DxO PhotoLab is still the King of noise reduction, in my view, but Adobe has done a very fine job with theirs. By combining Lightroom Classic’s denoise and sharpening tools, I find I can get pretty close to PhotoLab’s results. Photo RAW’s No Noise is just good enough.

Photo RAW Advantages

You might be wondering if I find anything about Photo RAW that’s better than Lightroom Classic. There are a couple of small things. Photo RAW’s lack of a traditional catalog does make adding photos to the library a bit easier. And its search function allows for both AND and OR search combinations.

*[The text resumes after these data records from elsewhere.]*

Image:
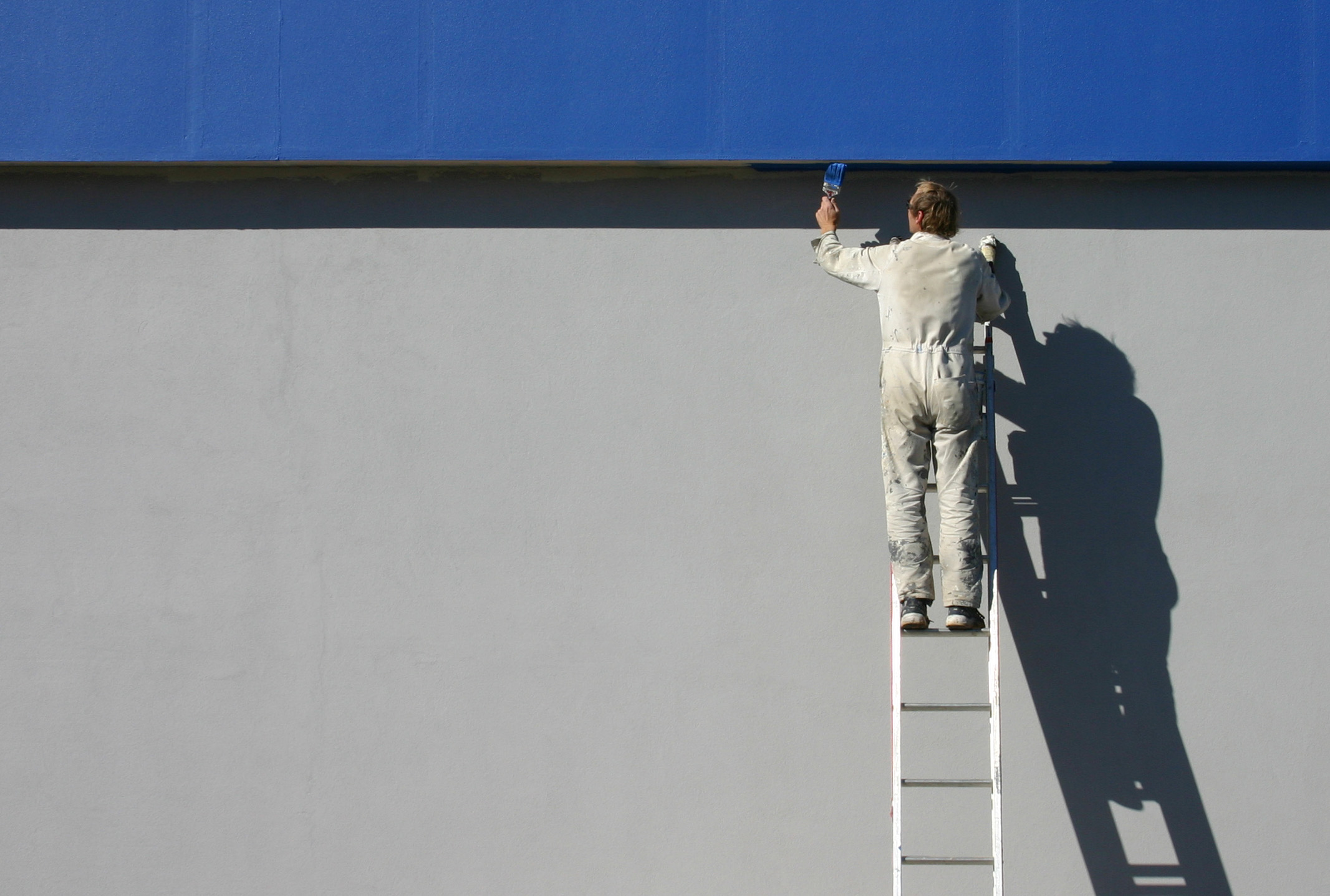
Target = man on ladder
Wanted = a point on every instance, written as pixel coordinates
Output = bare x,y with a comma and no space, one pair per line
932,291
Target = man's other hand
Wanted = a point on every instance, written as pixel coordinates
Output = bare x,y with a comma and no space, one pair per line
829,214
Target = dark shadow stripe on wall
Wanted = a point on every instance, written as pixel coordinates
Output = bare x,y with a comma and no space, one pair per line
294,197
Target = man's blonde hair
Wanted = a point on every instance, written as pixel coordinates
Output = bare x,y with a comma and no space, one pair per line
941,213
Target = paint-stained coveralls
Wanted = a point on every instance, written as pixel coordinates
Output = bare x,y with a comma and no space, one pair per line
932,291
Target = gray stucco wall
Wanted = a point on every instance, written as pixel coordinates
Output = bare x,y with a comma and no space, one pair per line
521,532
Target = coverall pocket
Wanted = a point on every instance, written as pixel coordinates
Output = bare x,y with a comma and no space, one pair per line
955,403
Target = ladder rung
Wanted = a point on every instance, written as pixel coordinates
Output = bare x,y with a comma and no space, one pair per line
943,633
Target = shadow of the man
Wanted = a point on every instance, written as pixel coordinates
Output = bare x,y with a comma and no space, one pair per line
1092,627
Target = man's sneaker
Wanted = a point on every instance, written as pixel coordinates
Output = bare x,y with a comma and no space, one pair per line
914,613
963,617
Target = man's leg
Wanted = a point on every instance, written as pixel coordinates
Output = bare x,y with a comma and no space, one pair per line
905,475
958,446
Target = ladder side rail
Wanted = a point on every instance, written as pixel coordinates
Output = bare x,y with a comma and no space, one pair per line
895,738
994,608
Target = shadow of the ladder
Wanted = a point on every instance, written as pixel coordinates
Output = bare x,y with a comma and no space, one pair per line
1089,597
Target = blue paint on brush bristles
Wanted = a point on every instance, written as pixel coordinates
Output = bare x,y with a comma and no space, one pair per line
832,181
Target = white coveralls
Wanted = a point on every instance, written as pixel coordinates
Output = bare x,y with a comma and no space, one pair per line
930,291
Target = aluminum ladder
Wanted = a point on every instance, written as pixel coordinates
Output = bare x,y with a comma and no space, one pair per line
990,635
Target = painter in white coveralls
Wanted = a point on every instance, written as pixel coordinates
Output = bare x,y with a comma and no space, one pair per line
932,290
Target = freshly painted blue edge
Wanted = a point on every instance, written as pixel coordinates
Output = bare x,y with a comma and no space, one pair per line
970,82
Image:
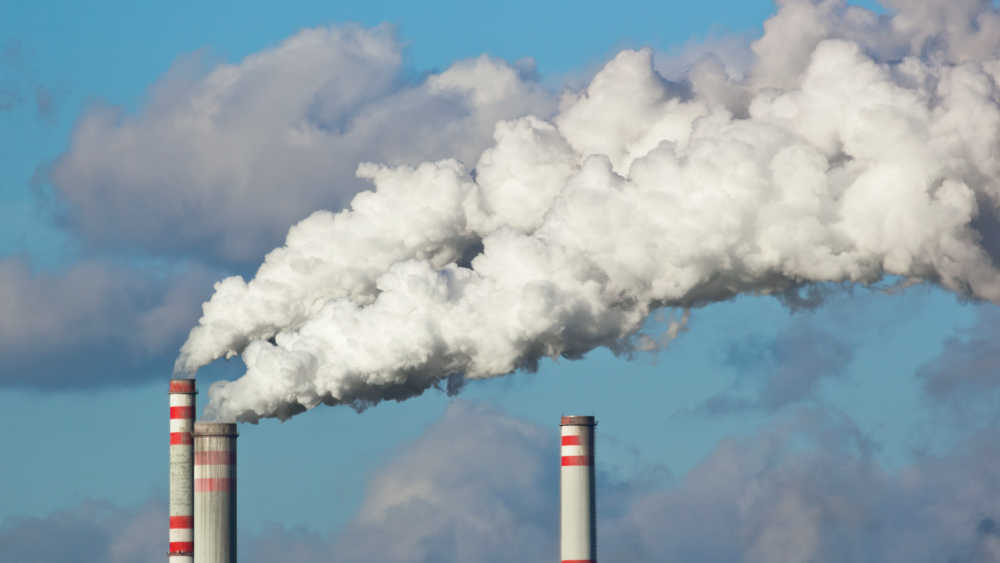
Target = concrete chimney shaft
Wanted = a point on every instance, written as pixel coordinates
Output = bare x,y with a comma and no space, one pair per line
181,534
215,492
578,523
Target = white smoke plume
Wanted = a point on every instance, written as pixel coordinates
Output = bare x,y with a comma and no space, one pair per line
857,147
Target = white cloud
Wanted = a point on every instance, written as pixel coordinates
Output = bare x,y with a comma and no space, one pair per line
841,167
93,323
221,163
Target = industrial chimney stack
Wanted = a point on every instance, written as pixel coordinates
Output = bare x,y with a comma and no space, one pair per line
578,522
181,535
215,492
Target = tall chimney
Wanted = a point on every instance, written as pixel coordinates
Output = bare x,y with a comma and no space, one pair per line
215,492
578,523
181,535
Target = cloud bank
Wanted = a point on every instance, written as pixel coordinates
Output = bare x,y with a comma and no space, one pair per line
857,147
219,163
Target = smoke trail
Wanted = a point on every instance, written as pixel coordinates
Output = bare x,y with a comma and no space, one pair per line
858,146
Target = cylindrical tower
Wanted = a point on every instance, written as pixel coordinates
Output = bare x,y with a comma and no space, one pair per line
215,492
578,522
181,535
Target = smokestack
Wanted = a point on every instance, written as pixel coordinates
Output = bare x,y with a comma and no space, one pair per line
215,492
578,522
181,535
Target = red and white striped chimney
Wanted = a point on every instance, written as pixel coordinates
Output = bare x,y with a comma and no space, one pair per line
181,535
215,492
578,522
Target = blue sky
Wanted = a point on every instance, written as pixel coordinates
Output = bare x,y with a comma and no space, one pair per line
85,406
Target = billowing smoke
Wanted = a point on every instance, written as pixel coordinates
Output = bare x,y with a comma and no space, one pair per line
856,147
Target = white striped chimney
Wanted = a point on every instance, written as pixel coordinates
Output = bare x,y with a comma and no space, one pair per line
181,535
578,523
215,492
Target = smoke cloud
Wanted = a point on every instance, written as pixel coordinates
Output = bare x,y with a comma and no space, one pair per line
857,147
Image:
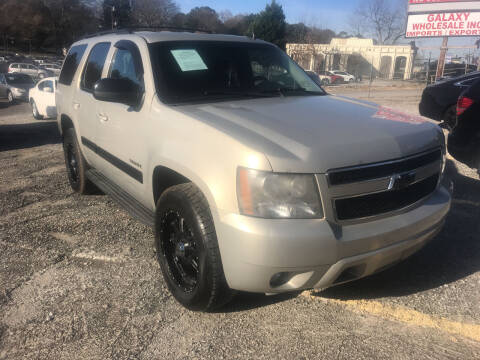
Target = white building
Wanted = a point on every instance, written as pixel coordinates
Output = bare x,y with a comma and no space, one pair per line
356,56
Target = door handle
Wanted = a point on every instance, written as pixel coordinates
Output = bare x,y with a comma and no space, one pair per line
103,117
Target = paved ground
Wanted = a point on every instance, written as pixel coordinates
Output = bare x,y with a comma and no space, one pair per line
79,280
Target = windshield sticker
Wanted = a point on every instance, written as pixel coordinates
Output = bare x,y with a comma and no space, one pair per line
188,60
395,115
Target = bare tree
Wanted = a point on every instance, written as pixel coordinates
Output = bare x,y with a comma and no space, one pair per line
154,12
382,19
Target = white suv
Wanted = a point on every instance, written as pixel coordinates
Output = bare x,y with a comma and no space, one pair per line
253,177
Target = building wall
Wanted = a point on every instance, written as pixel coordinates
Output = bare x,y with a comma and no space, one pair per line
368,55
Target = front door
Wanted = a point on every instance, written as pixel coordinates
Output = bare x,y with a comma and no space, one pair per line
121,133
84,104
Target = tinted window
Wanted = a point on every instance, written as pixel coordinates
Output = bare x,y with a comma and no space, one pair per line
123,67
71,64
18,79
94,66
44,84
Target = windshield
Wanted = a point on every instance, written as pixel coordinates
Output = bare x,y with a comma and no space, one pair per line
18,79
204,71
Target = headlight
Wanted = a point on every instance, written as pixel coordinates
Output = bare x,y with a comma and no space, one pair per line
276,196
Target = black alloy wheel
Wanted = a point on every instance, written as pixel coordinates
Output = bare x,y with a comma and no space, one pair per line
187,249
180,250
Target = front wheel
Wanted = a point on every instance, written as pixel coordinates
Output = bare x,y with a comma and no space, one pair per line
187,249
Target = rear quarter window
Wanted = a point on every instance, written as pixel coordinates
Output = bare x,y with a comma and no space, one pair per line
71,63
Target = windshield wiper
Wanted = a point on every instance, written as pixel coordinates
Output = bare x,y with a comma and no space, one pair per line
238,93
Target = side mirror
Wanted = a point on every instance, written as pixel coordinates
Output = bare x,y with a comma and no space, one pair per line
123,91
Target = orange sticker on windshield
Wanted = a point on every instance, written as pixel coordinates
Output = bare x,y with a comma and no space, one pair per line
395,115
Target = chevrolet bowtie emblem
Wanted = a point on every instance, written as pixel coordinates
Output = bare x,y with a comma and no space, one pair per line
401,181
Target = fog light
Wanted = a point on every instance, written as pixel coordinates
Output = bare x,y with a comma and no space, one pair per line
279,279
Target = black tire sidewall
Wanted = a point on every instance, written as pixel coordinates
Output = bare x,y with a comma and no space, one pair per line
197,299
81,185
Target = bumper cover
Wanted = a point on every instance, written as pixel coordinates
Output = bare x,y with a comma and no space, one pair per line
316,253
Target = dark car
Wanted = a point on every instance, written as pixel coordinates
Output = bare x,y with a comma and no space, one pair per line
464,140
439,100
15,86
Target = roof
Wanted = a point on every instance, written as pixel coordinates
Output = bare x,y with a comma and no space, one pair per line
157,36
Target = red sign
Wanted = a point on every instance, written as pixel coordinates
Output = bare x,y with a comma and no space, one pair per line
443,24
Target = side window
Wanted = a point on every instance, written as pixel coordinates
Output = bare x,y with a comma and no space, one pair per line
71,63
92,71
123,67
45,84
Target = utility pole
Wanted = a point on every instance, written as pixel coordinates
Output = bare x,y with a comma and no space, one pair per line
428,67
441,59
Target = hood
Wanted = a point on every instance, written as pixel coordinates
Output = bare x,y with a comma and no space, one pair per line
22,86
313,134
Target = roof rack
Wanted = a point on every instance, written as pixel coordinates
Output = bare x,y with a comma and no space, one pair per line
131,30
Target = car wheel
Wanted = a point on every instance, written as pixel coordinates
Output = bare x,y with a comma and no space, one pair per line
450,117
187,249
10,98
36,114
76,164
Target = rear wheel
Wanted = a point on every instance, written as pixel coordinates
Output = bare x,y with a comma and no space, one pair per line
76,164
187,249
450,117
35,113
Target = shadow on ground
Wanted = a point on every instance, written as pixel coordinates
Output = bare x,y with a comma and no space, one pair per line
23,136
453,255
247,301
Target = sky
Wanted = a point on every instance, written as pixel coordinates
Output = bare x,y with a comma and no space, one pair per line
332,14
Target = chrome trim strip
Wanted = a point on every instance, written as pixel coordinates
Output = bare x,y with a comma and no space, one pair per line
388,162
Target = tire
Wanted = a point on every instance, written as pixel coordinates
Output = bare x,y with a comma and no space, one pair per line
450,117
35,113
187,249
76,164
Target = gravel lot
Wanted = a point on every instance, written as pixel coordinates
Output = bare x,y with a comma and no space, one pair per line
79,279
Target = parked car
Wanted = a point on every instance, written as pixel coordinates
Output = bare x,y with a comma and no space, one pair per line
42,99
464,140
439,100
54,68
15,86
344,75
29,69
321,81
253,177
334,79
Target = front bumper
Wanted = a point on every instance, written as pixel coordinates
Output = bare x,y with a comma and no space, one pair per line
271,256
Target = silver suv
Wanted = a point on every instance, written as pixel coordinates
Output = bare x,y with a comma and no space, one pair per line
253,177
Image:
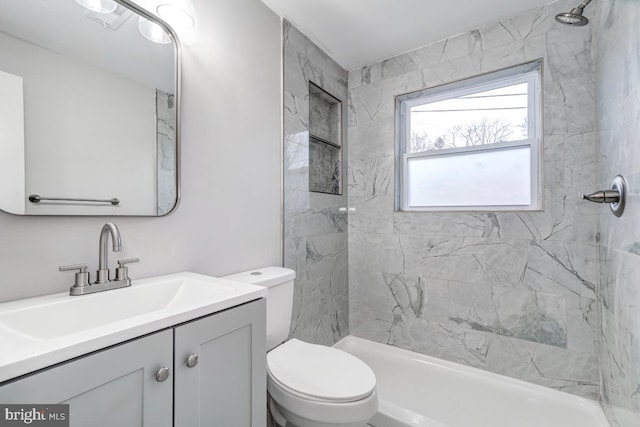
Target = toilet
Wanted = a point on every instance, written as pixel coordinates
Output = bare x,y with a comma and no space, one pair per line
308,385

I’m a fan of interface consistency, which is one reason I’m so fond of Macintosh. In that regard, ON1 has topped Adobe. Dialog boxes share the same interface color and style as the rest of the program, for example. The new Photo RAW 2024 interface is better looking and somewhat more organized than the 2023 version, and it holds together in use better than Lightroom Classic’s.

Brilliance AI is an interesting way to automate the process of taking a raw image and making it your own. It is not an endpoint, and can often be overdone if left to its defaults, but it provides a starting point. My tendency is to make my own adjustments when I see the need. I’m not saying I would never use Brilliance AI, but it’s not an important feature in my workflow.

Perhaps there are things about Photo RAW that work better for you. But these small things are about all I can find for me.


It’s not too hard to see why I’m sticking with Lightroom Classic. I know that many people object strongly to the subscription model Adobe uses, but for $120/yr (less, if you can hit a sale), you get Photoshop and Lightroom Classic. Photo RAW can be had for $80/yr (using annual updates) but I don’t see that cost difference as a deterrent; after all, I spend much more than $40/yr on camera gear and photography outings.

I fully understand that others may well come to a different conclusion than mine. Photographers use different camera bodies, employ different photo editing techniques, and capture different subjects. Portrait photographers, for example, have different needs from wildlife photographers. So you may value other features of Photo RAW that I do not. Or you may not use the tools that give me problems in my photography. But for me, it’s going to be Lightroom Classic until another program can top it for my needs.